This fourth episode – sometimes straying into torture porn – is the most gratuitously nasty of the series so far. Early on, a knife fight ends with blood fountaining from a femoral artery. An inverted crucifixion played out to key lines from the Gospel of St Matthew may once have generated protests but is now more likely to trigger weary rolling of eyes. It’s as disgracefully diverting as it is silly.

The nugget of plot here has Sir Lord Jimmy, now with Spike as reluctant disciple, deciding that Dr Ian Kelson (Ralph Fiennes), the benign Kurtz encountered last time among a towering human ossuary, is the earthly embodiment of Satan.

We know that, for all his apparently bloodied, half-naked appearance (actually the result of smeared iodine), the former GP is an amiable humanist dedicated to honouring the once-possessed dead.

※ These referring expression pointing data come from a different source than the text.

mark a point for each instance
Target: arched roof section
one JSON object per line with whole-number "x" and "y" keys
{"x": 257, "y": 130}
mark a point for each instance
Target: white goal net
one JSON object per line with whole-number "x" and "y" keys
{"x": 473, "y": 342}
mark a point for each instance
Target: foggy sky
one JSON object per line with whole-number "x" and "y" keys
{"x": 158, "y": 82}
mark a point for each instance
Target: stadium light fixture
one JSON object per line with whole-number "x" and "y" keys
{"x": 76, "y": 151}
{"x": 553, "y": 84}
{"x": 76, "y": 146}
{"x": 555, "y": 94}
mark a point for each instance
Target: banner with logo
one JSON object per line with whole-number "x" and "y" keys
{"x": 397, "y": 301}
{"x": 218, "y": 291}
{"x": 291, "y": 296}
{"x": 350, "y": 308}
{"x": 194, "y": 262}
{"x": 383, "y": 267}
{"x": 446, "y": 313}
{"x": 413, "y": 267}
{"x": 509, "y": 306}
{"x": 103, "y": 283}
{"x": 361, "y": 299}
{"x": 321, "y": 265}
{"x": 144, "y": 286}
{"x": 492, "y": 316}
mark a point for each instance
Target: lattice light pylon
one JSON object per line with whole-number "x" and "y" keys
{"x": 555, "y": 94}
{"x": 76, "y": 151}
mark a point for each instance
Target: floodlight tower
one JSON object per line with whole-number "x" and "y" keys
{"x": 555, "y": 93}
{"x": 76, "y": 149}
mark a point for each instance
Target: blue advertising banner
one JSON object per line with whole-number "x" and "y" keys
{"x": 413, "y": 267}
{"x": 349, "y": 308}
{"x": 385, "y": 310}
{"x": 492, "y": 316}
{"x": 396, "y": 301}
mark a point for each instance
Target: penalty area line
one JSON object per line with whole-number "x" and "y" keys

Fiennes has enormous fun here. Before the baddies arrive, he summons up youth by humming along to the greatest hits of Duran Duran. The extravagant musical set piece he stages to mollify the arriving maniacs risks pushing us into irredeemable absurdity, but only the most committed grinches will prove resistant to Fiennes’ back-breaking efforts. In his golden years, that great actor is proving to be the most irresistible of good sports.

Something has, however, been lost since 28 Years Later. That may, as is often the case, be the consequence of a holding-pattern strategy taking over the second part of a trilogy. These two films and their incoming successor are being set up on their own semi-autonomous narrative arc.

Part one sweated to establish a Britain mired in fantastic decay that echoed developments in the real world. The new film, evocatively shot by Sean Bobbitt, feels like a trivial, if entertaining, diversion on the way to a more substantial closing fall.

Most 28 Days Later enthusiasts will have already guessed who will be accompanying us through that conclusion. They rest of you may wish to avoid more detailed cast lists.